Friday, January 16, 2015

B.Z. Niditch- Three Poems


ON BOARD 

Beyond Dover's home harbor
you hear the morning call
of birdsong from a canary
reaching high
over the sound barrier
by reefs on the ocean,
a ship's noted passenger
hears the brief melody
and composes
a jazz sonata for oboe
in b flat major,
then attends its premiere
in Paris,
also listening on board
is a Boston poet 
writing his lyrical epic
based on that one note
theme in his word play,
an English artist washes
the canvas of modernism
after hearing
the air born winged singer
in the impalpable wind,
yet what of the canary
who escaped its cage.



IN SOHO, 2014

By the Savoy club
midnight corners me
too shy to speak of love
except in a foreign tongue
within my original shadow
and body in adolescence
wanting to wrestle
with words in the snow
here in Greenwich Village time
with a sensibility
which shivers in half light
bartering for warmth
here in the subway
out to Soho 
feeling detached
in the uncongenial absent air
collecting injustices
wanting to write
without any balance of sadness
but with sanguine recognition
sobered by a young memory
along the way.



SIXTIES IN MANHATTAN

Expecting Andy Warhol
to open his Factory
under the strobe lights
of film and painting
from long lines
of a runaway's curiosity
after riding my bicycle
with my cat's footprints
close to me
through Central Park
with the barometer
down to zero
in the limelight
birds scatter around me
taking out my notebook
on a bench
to write my diary
hearing a train whistle
in caravans of loneliness
inside its windows
amid the shivering trees
it is a passerby nightfall 
where no one recognizes me.



B.Z. NIDITCH is a poet, playwright, fiction writer and teacher.
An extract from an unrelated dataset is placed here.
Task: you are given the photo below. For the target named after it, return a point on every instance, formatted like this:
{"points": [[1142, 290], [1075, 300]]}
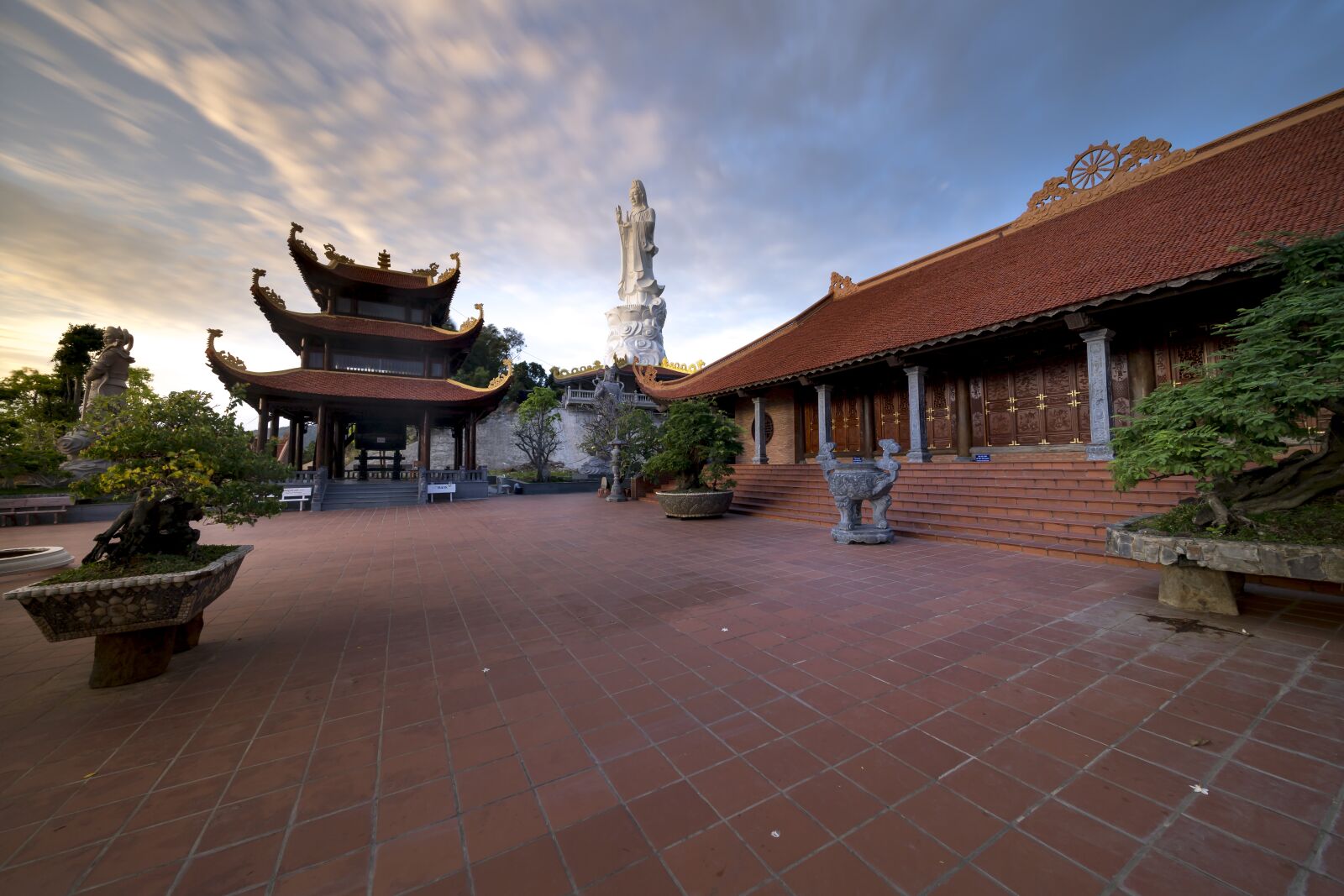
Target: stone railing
{"points": [[589, 396], [448, 476]]}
His work is widely published in journals and magazines throughout the world, including: Columbia: A Magazine of Poetry and Art; The Literary Review; Denver Quarterly; Hawaii Review; Le Guepard (France); Kadmos (France); Prism International; Jejune (Czech Republic); Leopold Bloom (Budapest); Antioch Review; and Prairie Schooner, among others.

He lives in Brookline, Massachusetts.